Aussi, pour parvenir à geler les taxes partout sur le territoire, la Ville a donc choisi d’assumer les dettes des anciennes villes pour les deux prochaines années. La facture s'élève à 3,9 millions de dollars pour 2017. La Ville devra donc réduire son budget d’une somme équivalente.

Puisque la Ville ne récoltera pas les sommes liées à une hausse de taxes, qui normalement se situerait un niveau de l’inflation, la Ville se privera par ailleurs de 12 millions de dollars.

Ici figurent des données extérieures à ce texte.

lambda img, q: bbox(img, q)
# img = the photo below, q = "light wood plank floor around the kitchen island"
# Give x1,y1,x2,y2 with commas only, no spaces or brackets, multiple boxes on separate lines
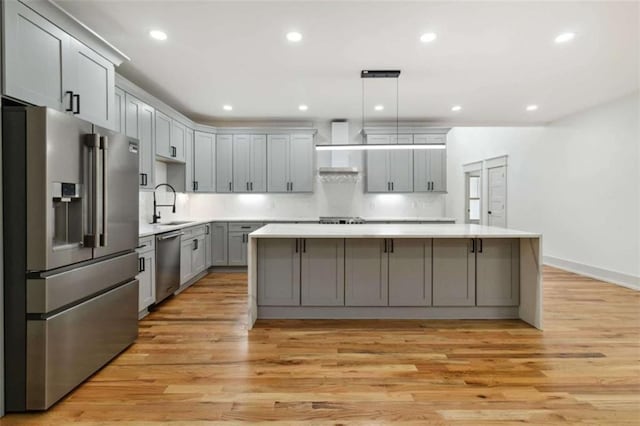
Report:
0,268,640,425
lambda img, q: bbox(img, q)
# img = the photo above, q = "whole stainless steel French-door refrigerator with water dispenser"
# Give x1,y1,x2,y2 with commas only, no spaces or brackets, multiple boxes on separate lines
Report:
2,107,138,411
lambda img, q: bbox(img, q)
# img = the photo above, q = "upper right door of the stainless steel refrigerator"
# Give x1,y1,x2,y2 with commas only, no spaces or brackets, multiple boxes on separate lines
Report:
94,127,139,258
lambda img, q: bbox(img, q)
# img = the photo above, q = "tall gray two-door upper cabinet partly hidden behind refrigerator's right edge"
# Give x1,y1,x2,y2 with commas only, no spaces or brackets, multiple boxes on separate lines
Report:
125,93,156,189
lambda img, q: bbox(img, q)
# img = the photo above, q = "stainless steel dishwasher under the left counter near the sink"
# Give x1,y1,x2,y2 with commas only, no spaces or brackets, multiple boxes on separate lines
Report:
156,232,184,303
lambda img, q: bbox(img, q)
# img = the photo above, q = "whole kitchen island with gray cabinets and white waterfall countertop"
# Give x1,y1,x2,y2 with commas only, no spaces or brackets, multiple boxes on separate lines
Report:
248,224,542,329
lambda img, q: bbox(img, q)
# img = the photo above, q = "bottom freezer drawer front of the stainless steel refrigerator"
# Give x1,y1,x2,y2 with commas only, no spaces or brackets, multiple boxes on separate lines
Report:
26,280,138,410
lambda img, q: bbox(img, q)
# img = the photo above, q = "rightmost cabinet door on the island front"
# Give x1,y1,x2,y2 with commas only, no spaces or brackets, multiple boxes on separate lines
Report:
476,238,520,306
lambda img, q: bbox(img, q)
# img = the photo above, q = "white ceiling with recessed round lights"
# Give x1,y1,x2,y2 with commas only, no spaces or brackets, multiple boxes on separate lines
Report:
58,0,640,125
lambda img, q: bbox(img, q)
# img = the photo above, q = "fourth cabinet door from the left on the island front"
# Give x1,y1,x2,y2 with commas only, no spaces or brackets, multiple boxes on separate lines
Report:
388,238,431,306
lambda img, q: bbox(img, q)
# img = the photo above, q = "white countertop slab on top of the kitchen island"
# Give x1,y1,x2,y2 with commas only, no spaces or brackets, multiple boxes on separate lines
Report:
249,223,541,238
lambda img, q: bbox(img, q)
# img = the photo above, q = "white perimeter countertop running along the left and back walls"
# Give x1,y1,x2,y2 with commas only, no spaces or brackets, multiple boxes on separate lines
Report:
138,217,455,237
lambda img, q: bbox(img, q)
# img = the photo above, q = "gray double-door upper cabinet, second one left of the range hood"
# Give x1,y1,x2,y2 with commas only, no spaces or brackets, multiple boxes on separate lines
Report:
233,135,267,192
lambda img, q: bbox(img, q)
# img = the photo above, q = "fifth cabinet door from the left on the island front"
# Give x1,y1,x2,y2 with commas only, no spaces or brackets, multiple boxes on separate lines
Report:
433,238,476,306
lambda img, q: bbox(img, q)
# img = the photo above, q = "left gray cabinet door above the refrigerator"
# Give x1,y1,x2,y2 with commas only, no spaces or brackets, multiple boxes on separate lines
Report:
2,1,72,111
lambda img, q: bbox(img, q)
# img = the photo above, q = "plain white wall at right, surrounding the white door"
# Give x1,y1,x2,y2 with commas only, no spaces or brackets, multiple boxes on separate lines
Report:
446,92,640,285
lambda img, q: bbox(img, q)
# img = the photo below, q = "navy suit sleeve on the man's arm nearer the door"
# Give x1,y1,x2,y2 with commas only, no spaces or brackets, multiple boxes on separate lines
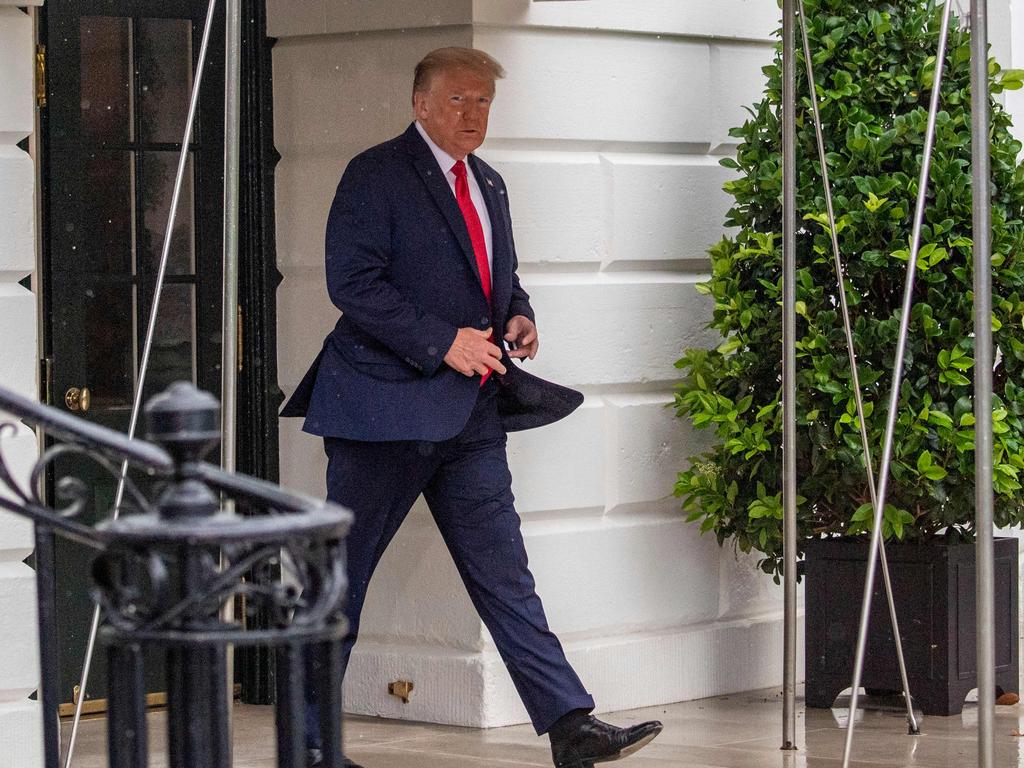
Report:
325,157,459,376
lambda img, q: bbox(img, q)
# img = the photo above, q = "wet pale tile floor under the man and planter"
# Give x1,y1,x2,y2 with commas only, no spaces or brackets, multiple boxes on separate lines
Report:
66,690,1024,768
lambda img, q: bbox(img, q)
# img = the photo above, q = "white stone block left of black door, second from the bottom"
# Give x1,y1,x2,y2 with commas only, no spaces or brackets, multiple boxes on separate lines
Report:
0,562,39,701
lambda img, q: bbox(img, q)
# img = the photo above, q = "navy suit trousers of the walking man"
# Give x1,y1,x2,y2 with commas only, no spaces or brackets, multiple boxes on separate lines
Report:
306,380,594,741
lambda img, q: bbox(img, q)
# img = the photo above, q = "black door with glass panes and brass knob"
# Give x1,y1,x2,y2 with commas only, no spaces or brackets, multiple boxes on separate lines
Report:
43,0,224,716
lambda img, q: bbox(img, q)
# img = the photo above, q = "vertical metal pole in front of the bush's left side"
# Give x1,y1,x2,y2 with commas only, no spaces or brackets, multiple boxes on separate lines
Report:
781,0,797,750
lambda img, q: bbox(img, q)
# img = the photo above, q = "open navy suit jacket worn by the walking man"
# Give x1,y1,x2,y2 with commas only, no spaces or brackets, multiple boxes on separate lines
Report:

En assumant la dette des anciennes villes totalement, ça nous donne au minimum un gel de taxes ou une baisse.

Régis Labeaume

La mesure entraînera de façon générale non seulement un gel, mais une baisse moyenne de taxes de 0,66 %. Les citoyens de Vanier, par exemple, verront leurs taxes gelées pour 2017 et ceux de l’ancienne ville de Québec connaîtront une baisse de 1,2 %.

En ce qui concerne les gens d’affaires toutefois, ils ne subiront pas de gel ou de baisse. La Ville de Québec haussera les taxes du secteur commercial au niveau de l’inflation, soit 1,8 %.

La situation sera semblable en 2018 alors que la Ville assumera également la dette des anciennes villes contractées avant les fusions de 2002.

La Ville a par ailleurs fait savoir jeudi que sa dette sera de 1,59 milliard de dollars en 2017, soit une baisse de 36 millions par rapport à 2016.

La Ville a trop taxé, dit Démocratie Québec

Démocratie Québec estime que la Ville de Québec peut geler le compte de taxes parce qu'elle a trop taxé dans le passé, au-delà du taux d’inflation. Le conseiller Paul Shoiry se réjouit pour les contribuables, mais estime que la mesure arrive tard et « adonne un peu trop bien avec la campagne électorale » à venir.

« Ça fait trois ans qu’on le dit que c’est possible de le faire, que le maire devrait geler les taxes, que le maire les a trop augmentées depuis qu’il est maire. Il en doit aux citoyens », dit le conseiller Paul Shoiry.

Le maire de Québec rejette ces allégations, soutenant que depuis 10 ans, « la Ville n’a pas demandé un sou aux citoyens de Québec, à part l'augmentation du coût de la vie qu’on appelle l’inflation ».

Le budget et le Programme triennal d'immobilisations seront présentés lundi.